Łódzka Grupa Zakupowa została powołana przez samorząd już w ubiegłym roku, by wykorzystać zasadę TPA (Third Party Access) pozwalającą odbiorcom wybierać takiego dostawcę prądu jaki im się najbardziej podoba. Zwykle tym trafiającym najlepiej w gusty odbiorców jest dostawca, który oferuje najniższą cenę.
W postępowaniu przetargowym na dostawę energii elektrycznej spośród pięciu ofert wybrano firmę Enea, uzyskując rekordowo - zdaniem fachowców łódzkiego samorządu - niską stawkę. Dla całej grupy oznacza to oszczędności za prąd sięgające 25 proc., czyli 10 mln zł rocznie. Zdaniem pracowników magistratu to najlepsza cena uzyskana przez duże miasto na rok 2015.
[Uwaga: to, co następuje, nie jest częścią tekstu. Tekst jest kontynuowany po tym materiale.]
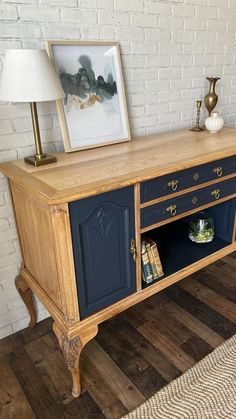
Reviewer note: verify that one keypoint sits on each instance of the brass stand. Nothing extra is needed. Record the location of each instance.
(39, 158)
(197, 127)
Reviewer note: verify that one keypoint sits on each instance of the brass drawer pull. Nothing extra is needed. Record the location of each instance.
(216, 193)
(172, 209)
(218, 171)
(173, 184)
(133, 249)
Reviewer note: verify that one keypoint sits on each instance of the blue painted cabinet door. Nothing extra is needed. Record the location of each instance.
(102, 228)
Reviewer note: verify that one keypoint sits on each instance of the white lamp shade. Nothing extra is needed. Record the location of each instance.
(28, 76)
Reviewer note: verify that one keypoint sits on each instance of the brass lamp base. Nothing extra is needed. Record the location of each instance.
(41, 160)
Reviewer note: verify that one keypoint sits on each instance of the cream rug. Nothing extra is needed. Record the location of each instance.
(206, 391)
Ponieważ duży może dużo więcej, dobrze byłoby pójść za ciosem. Autostrada z Łodzi do stolicy już jest, trwa budowa wschodniej obwodnicy Łodzi, co pozwoli jadącym do Łodzi dostać się na Widzew-Wschód – łódzką sypialnię typu warszawskiego Ursynowa – omijając zatłoczony często Stryków. Kolejarze odgrażają się, iż legendarny – wielu powie koszmarny – remont torów łączących oba miasta ma się skończyć na Sylwestra.
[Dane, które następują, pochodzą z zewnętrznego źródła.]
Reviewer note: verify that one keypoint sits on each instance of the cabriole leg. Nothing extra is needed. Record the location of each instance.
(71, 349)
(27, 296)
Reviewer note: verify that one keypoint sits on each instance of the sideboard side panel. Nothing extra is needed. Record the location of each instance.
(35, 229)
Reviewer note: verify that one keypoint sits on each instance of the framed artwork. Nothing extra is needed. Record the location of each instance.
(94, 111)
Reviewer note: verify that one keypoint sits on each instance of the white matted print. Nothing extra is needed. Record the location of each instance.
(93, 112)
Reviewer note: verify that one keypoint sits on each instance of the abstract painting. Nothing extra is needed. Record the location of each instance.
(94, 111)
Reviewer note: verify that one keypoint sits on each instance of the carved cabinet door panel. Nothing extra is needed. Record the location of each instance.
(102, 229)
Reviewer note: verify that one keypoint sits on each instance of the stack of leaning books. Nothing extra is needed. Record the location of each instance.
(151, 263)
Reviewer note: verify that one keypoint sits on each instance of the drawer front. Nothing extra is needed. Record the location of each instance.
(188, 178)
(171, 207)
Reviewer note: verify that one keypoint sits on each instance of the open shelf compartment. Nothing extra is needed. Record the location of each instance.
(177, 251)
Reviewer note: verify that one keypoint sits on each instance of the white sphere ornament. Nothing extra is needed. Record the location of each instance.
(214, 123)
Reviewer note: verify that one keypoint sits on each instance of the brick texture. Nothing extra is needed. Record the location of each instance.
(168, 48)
Czas więc dogodny na realizację pomysłu duopolis. Takie odrębne, ale silnie połączone miasta miałyby z tego wiele korzyści. A dokładniej ich mieszkańcy. Tanie mieszkania i biura w łodzi – cena mieszkania w stolicy jest dwukrotnie wyższa niż w Łodzi, możliwość przebierania w ofertach pracy obu miast, szansa dla młodych, których nie stać na lokum w Warszawie, by zaczynali drogę zawodową w taniej kawalerce w Łodzi, bogata oferta turystyczna i kulturalna obu regionów... Listę można wydłużać.
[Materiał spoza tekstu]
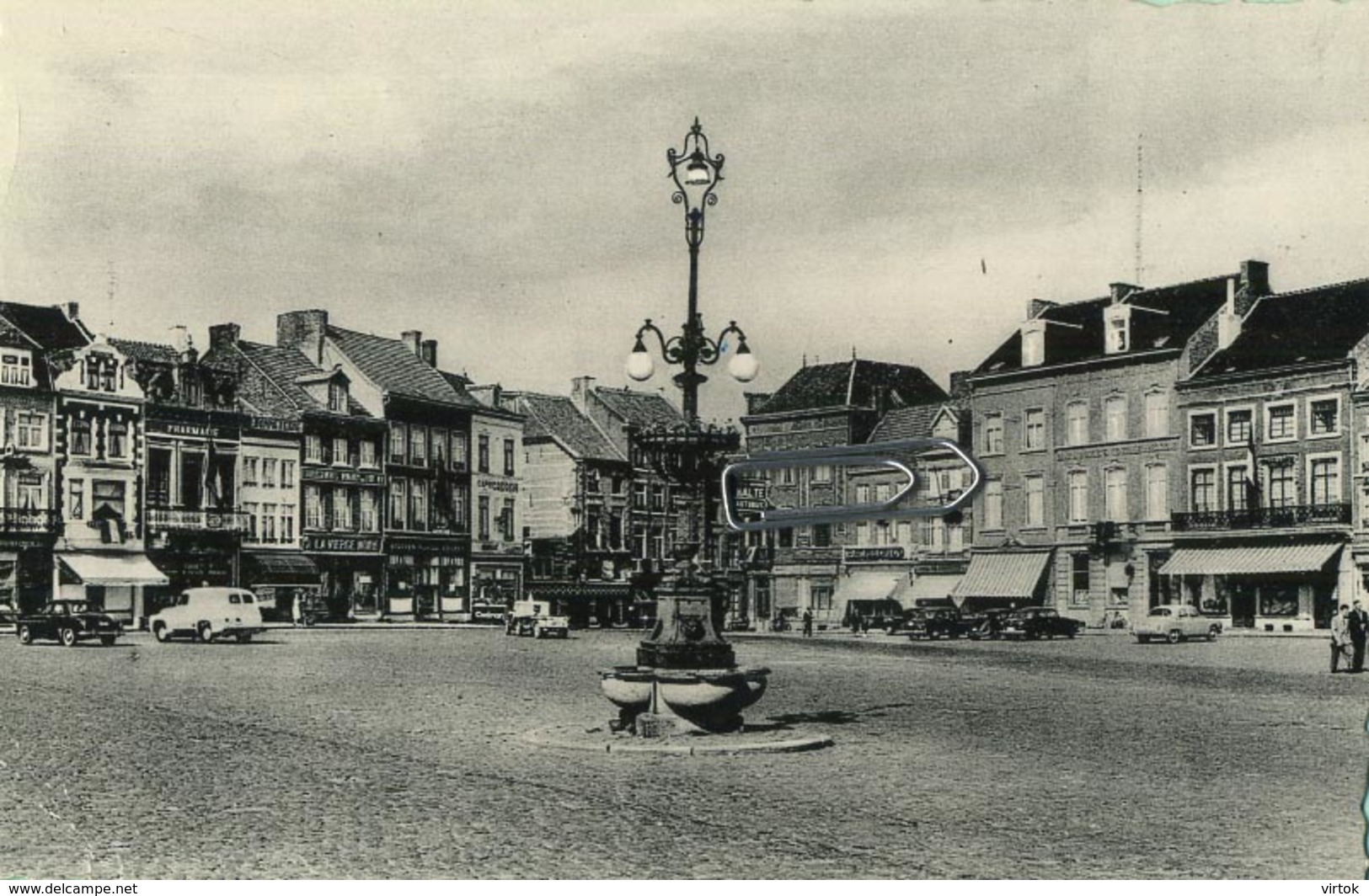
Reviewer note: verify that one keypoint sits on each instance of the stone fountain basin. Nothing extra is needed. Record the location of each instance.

Jeśli matki obu miast – Hanna Gronkiewicz-Waltz i Hanna Zdanowska - postawią na rachunek ekonomiczny zrealizowane plany duopolis pozwoliłyby potwierdzić, że potęga skali to coś ważnego i korzystnego dla dużych. A jeśli się już dużym jest, grzech byłoby nie skorzystać.